Halloween, or All Hallows Eve, is celebrated all over the world and Azerbaijan is no exception.
Despite the frightening attributes, Halloween is a life-affirming holiday. It allows you to laugh at your fears in fall, the most depressing time of the year. On the night of October 31 to November 1 a lot of masquerades are held throughout the world and both children and adults celebrate this holiday.
In Azerbaijan, Halloween is celebrated from the last days of October and sometimes it lasts until November. Therefore, if during this period you come across a pretty witch in a black hat and a broom in her hand, a charming vampire or a man carrying his own head on a tray on the street, do not panic and pass out, it's Halloween.

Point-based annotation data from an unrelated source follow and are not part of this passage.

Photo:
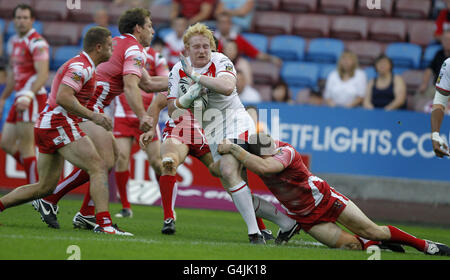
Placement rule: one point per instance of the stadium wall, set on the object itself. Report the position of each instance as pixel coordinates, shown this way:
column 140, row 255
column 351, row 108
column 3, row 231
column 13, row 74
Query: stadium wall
column 381, row 160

One of the Halloween parties has already been held on the Caspian Sea shore at Jumeirah Bilgah Beach Hotel on October 26. It included a concert, magic and comedy shows in the genre of stand-up, dances, entertainment events and various surprises.
Another Halloween event will be held in AF Hotel Aqua Park Complex on October 30 and in Baku Jazz Center on November 1.

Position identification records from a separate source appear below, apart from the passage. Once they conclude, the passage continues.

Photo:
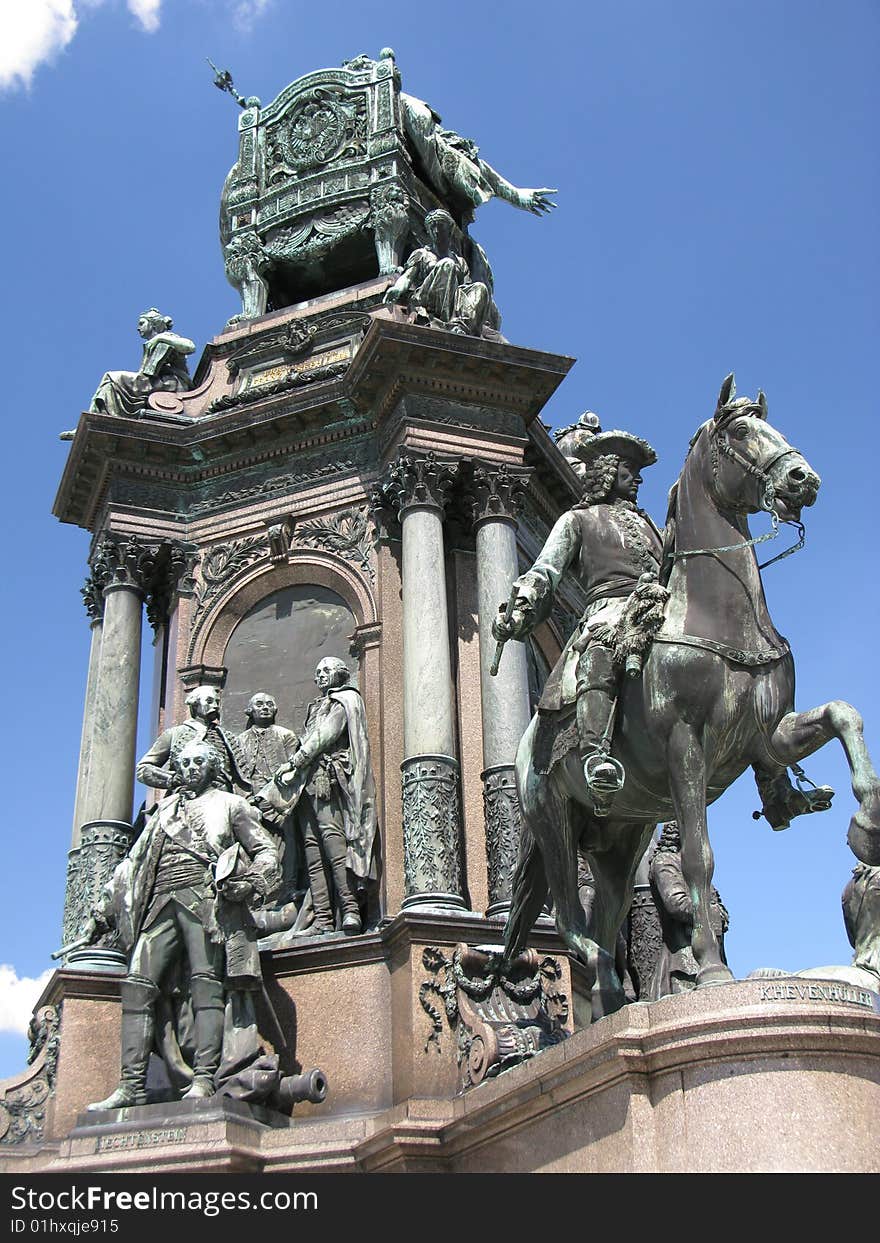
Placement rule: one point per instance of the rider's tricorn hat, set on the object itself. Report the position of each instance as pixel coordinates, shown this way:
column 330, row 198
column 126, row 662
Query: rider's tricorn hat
column 623, row 444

Parties accompanied by music, fun contests and breathtaking costumes are not uncommon for Azerbaijani youth. A horrible costume is a required attribute of the Halloween, and the scarier the costume is, the better. On this day you can get a seemingly strange compliment like "You look terrible!" and do not take offense.

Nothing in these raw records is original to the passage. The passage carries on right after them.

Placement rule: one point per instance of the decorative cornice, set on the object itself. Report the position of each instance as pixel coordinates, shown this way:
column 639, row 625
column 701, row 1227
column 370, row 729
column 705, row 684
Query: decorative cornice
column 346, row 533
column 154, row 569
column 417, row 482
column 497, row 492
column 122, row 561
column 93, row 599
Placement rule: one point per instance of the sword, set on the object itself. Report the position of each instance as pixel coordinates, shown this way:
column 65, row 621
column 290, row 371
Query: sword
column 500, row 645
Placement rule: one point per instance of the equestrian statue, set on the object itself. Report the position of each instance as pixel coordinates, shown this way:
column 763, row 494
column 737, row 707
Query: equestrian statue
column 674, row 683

The variety of costumes strikes the imagination -- it's a dead bride, a troll, a headless horseman, bloodthirsty zombies, and many other characters.
Halloween has always been a holiday filled with mystery, magic and superstition.
Halloween's origins date back to the ancient Celtic festival of Samhain, marked in the end of summer, when the dark, cold winter begins - a time of the year that was often associated with human death. The Celts, who lived in the area that is now Ireland, the UK and northern France, 2,000 years ago, celebrated their New Year on November 1.
Celts believed that on the night before the New Year, the boundary between the worlds of the alive and the dead became blurred. On the night of October 31 they celebrated Samhain, when it was believed that the ghosts of the dead returned to earth.
Another feature of this holiday is the tradition of "trick-or-treating". The American Halloween tradition of "trick-or-treating" probably dates back to the early All Souls' Day parades in England. During the festivities, poor citizens would beg for food and families would give them pastries called "soul cakes" in return for their promise to pray for the family's dead relatives.
Nowadays, "trick-or-treating" is a customary practice for children on Halloween in many countries. Children in costumes travel from house to house in order to ask for treats such as candy (or, in some cultures, money) with the question "Trick or treat?". The "trick" is a (usually idle) threat to perform mischief on the homeowners or their property if no treat is given to them.